My homework asks me to define a 2d array and find the max value, and the min value in the index of the max value here's how I did it
public class Main {
public static void main(String[] args) {
int[][] ar = {{11,12,9,14,60},{200,50,23,19,25},{31,100,33,34,35}};
int max = ar[0][0];
int y = 0;
for (int i = 0; i <ar.length;i++){
for (int k=0;k < ar[i].length;k++){
if (ar[i][k] > max) {
max = ar[i][k];
y = i;
}
}
}
int minInMaxLine = ar[y][0];
for (int i =0;i<ar[y].length;i++){
if (ar[y][i] < minInMaxLine){
minInMaxLine = ar[y][i];
}
}
System.out.println("Max value is : "+max);
System.out.println("Index of max value is : "+y);
System.out.println("Min value in max value's index is : "+minInMaxLine);
}
}
this outputs :
Max value is : 200
Index of max value is : 1
Min value in max value's index is : 19
2 Answers 2
This approach looked great I think you should try to consider more cases then the ones you added in your example your algorithm should consider cases as if the 2d array was null as well. For reference please click here.

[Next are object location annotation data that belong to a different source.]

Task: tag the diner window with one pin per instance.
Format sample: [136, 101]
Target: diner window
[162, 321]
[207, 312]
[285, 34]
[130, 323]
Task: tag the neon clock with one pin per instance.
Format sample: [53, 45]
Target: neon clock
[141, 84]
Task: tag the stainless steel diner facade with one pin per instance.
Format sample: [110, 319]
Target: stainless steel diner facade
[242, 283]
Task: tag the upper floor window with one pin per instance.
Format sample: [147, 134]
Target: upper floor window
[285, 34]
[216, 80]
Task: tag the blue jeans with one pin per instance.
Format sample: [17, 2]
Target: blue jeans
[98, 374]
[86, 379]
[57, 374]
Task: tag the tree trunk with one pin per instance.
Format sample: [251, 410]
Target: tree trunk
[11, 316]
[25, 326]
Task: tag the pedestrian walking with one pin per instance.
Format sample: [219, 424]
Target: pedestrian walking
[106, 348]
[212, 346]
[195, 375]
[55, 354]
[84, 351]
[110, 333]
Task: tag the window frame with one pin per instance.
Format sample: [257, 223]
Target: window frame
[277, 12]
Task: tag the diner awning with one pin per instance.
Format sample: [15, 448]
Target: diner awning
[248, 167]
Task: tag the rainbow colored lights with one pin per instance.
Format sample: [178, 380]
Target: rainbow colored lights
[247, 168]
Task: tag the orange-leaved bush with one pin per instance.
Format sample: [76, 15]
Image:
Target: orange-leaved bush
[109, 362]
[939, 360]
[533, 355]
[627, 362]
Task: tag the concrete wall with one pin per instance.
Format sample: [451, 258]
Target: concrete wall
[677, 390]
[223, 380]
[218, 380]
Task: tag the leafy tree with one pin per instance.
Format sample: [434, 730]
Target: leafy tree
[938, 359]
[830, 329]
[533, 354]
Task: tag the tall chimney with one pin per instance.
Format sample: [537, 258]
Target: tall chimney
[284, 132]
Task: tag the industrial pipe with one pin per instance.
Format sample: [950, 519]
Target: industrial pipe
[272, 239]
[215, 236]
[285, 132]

I don't think it can get much simpler or more straightforward than your code. One way to improve upon what you already have is to also handle the case that the maximum value occurs more than once. True, the exercise does not prescribe how to deal with this situation, but it's something you might want to consider.
You could also choose a more meaningful variable name for y, like you did with the other variables.